自分の意志なんて無視して零れ落ちそうな水滴を、乱暴に袖で拭って鬼の顔を見る。
すると鬼が、ポケットから何かを差し出した。それは、緑色の一本の芽。其処ら辺にも生えていそうな芽。
でも、それは。鬼が俺に見せているその芽は、まぎれもなく『花が咲かない芽』で。
「なん……で」
掠れた声が出た。
鬼がそっと俺の手を取り、その芽を握らせる。
「芽を受け取ってから少し経った日にね、一度枯れかかったことがあったんだ。
理由は判らないんだけど、慌てちゃってさ。村に降りて、元気にさせる方法を聞こうとしたことがあったんだ」
作り笑顔なのか。本当の笑顔なのか。
判らないけど、鬼は凄く綺麗な顔で、ポツリポツリと話していく。
「その時に、小さな子供に会ってね。『花が咲かないってバレて、村を壊しに来たんだっ』って、泣きながら逃げられたんだ。

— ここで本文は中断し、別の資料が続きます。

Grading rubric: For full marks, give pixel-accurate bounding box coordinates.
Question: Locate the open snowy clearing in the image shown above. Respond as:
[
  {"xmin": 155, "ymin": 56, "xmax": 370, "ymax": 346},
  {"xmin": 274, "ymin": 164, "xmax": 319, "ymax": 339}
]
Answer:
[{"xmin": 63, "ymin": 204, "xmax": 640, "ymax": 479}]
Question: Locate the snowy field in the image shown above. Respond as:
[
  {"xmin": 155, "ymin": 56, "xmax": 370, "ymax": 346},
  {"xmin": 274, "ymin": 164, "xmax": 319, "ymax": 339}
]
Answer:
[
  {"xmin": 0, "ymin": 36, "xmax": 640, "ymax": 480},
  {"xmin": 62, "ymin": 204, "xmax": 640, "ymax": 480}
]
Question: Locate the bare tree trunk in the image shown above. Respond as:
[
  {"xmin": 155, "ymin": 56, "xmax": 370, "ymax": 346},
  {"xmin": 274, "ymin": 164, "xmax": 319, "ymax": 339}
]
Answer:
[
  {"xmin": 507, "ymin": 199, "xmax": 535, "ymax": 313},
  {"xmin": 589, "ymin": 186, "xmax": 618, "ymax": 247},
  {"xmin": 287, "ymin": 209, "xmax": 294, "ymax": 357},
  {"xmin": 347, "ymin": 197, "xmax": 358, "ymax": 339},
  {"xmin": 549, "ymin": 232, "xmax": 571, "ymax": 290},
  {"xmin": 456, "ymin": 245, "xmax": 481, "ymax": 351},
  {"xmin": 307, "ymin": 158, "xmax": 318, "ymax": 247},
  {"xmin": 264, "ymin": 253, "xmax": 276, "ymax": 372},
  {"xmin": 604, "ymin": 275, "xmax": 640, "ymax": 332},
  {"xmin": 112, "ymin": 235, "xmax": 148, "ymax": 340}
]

僕もびっくりして思わず隠れちゃって。少し経ってその子とお父さんが僕を探してて、見つからないように隠れてたら、
お父さんがその子に『きっと夜中で寝ぼけていたんだろ』とか言って、帰って行ったの。それで……」
そこで鬼は口を閉ざした。
だってそれ以上は、口に出さなくたって判ること。
鬼は、花が咲かないことを知っていた。
「ごめんね」
鬼が、また謝った。
謝るべきは、俺なのに。
「知ってたのに、信じてる振りなんかして。琉夜を傷つけたね」
そして、芽を握る俺の手を、またその外から包む込むようにしていた鬼の手が離れた。
鬼が、少しだけ微笑む。その笑顔が、また滲み出す。ゆっくりと去る後姿。
俺は、もう声も出せなかった。
頬を伝う雫が、はたり、はたりと地面に跡を残していく。
曲がりくねる山道。鬼の姿は、もう見えもしない。
『花を咲かせることが出来たなら、次のお嫁さんは僕と一緒に居てくれる』
花が咲かないことを知っていて、それでもなお願掛けをしていた鬼。
叶うことはないと判りながら、育てた芽。
例えそれが虚像でしかなくとも、鬼にとっては拠所だったのかもしれない。
それさえも壊したのは、この俺か?
俺はその場でしゃがみ込み、歯を食いしばったまま、泣いた。